"This is a remarkable study," Abraham Morgentaler, MD, told Musculoskeletal Report. "We have known that there was some relationship between testosterone and bone density because if men have low testosterone and we raise it, bone density increases. Similarly, men with prostate cancer treated with drugs that lower testosterone levels also have decreases in bone mineral density (BMD). The missing piece was data linking decreases in BMD to an increase in fracture. This paper puts it together." Dr. Morgentaler is associate clinical professor of surgery at Harvard Medical School and director of Men's Health Boston in Massachusetts.
"[M]en with lower serum testosterone levels had increased risk of osteoporotic fracture, and this effect was independent of established risk factors, such as age and BMD."—Christian Meier, MD.
Very low testosterone doubles fracture risk
Meier et al prospectively examined the relationship between serum testosterone and estradiol levels and the incidence of low-trauma fracture over a median 5.8 years of follow-up in 609 community-dwelling men >60 years.

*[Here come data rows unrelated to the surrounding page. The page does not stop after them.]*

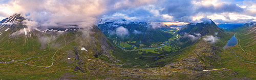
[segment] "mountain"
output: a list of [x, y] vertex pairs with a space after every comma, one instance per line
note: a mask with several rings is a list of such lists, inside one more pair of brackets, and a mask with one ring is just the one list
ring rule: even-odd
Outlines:
[[222, 35], [225, 32], [222, 29], [219, 27], [214, 21], [210, 20], [209, 22], [202, 22], [195, 25], [194, 24], [187, 24], [178, 31], [178, 33], [180, 34], [187, 33], [194, 35], [196, 35], [195, 33], [200, 33], [201, 36], [207, 34], [215, 35], [218, 33], [217, 36], [222, 37]]
[[136, 42], [133, 45], [142, 44], [148, 46], [152, 44], [168, 41], [174, 35], [161, 30], [172, 30], [167, 26], [151, 25], [145, 22], [104, 22], [98, 25], [108, 37], [118, 38], [126, 42]]
[[[248, 77], [254, 76], [248, 74], [251, 73], [248, 72], [247, 69], [253, 71], [253, 65], [237, 62], [240, 60], [233, 58], [236, 57], [233, 54], [220, 48], [221, 45], [219, 44], [223, 43], [219, 43], [227, 42], [228, 39], [223, 38], [230, 38], [230, 36], [226, 36], [229, 35], [219, 30], [218, 26], [214, 27], [216, 27], [214, 24], [198, 23], [204, 27], [200, 30], [208, 31], [206, 32], [195, 30], [192, 30], [193, 33], [187, 32], [194, 34], [193, 36], [200, 36], [188, 47], [176, 49], [180, 46], [170, 43], [172, 44], [168, 45], [171, 46], [148, 49], [151, 52], [159, 52], [170, 47], [171, 51], [176, 51], [156, 54], [147, 53], [144, 50], [123, 51], [113, 45], [114, 40], [106, 37], [96, 25], [90, 28], [73, 26], [68, 28], [60, 26], [48, 28], [35, 26], [28, 28], [24, 24], [25, 20], [27, 20], [16, 14], [2, 20], [0, 24], [1, 79], [251, 79], [250, 78], [253, 77]], [[144, 31], [145, 33], [147, 32], [145, 30], [149, 30], [148, 33], [144, 33], [149, 35], [151, 30], [155, 31], [152, 32], [153, 33], [162, 32], [144, 28], [142, 26], [144, 23], [122, 24], [123, 28], [120, 29], [126, 31], [124, 27], [129, 24], [139, 26], [125, 28], [129, 31], [132, 31], [130, 33], [135, 30]], [[197, 29], [200, 28], [199, 25], [186, 27]], [[246, 28], [245, 26], [243, 27]], [[117, 28], [112, 30], [116, 31]], [[140, 29], [136, 29], [136, 28]], [[250, 29], [253, 28], [252, 27]], [[133, 31], [129, 30], [130, 29]], [[184, 29], [183, 30], [188, 31]], [[102, 31], [108, 33], [108, 31]], [[210, 38], [209, 36], [216, 32], [218, 32], [218, 35], [213, 37], [219, 37], [220, 41], [217, 43], [205, 39]], [[198, 36], [199, 33], [202, 34], [201, 36]], [[115, 35], [109, 35], [118, 36]], [[180, 39], [173, 41], [178, 42]], [[240, 68], [241, 66], [245, 65], [249, 67]]]
[[233, 29], [243, 26], [242, 24], [217, 24], [219, 27], [223, 29]]
[[93, 73], [92, 70], [106, 64], [99, 58], [117, 62], [110, 54], [115, 47], [96, 26], [28, 28], [25, 20], [16, 14], [1, 21], [1, 78], [72, 79], [73, 74]]
[[177, 33], [182, 35], [179, 38], [179, 41], [177, 41], [177, 44], [183, 46], [183, 48], [192, 45], [198, 39], [205, 35], [212, 35], [222, 38], [229, 35], [223, 29], [219, 27], [210, 19], [209, 21], [197, 23], [196, 24], [193, 23], [187, 24]]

Baseline assessment included BMD, calcium intake, and lifestyle factors such as smoking.
During follow-up, 133 men had at least 1 low-trauma fracture and the incidence of new fractures was 3.4 per 100 person-years. The incidence of new fractures was 2.7-fold higher in men >70 years than in those ages 60 to 70.
"In a multivariate analysis with all known risk factors of fracture being considered simultaneously, baseline serum testosterone, SHBG, age, femoral neck bone mineral density, weight, and calcium intake were significantly and independently associated with any low-trauma fracture," the authors wrote.
Risk of fracture increased 1.37-fold for each standard deviation decrease in serum testosterone. What's more, even after adjusting for risk factors, fracture risk increased between 30% and 40% for each 1-standard deviation drop in serum testosterone. The hazard was greatest for men with serum testosterone in the lowest quartile (<294 ng/dL) compared with those in the normal range. The investigators comment, "The present prospective study shows that men with lower serum testosterone levels had increased risk of osteoporotic fracture, and this effect was independent of established risk factors, such as age and BMD. In contrast, there was no significant association between serum E2 levels and fracture in the presence of BMD and age."
But this is not an argument for testosterone replacement—yet
Dr. Morgentaler noted that the limit of <294 ng/dL used in the Meier analysis is close to the FDA's 250 ng/dL definition for hypogonadism in guidance documents on testosterone replacement therapy. "The paper identifies a population of men at increased risk for nontraumatic fracture. It makes a strong case for monitoring testosterone levels in older men, whether they are symptomatic or not. Since it was not an intervention study, it provides no guidance on the use of testosterone replacement in such men, but it seems clear that low testosterone is an indication to send the patient for bone density testing," Dr. Morgentaler ended.
Reference
1. Meier C, Nguyen TV, Handelsman DJ, et al. Endogenous sex hormones and incident fracture risk in older men. The Dubbo Osteoporosis Epidemiology Study. Arch Int Med. 2008;168:47-54.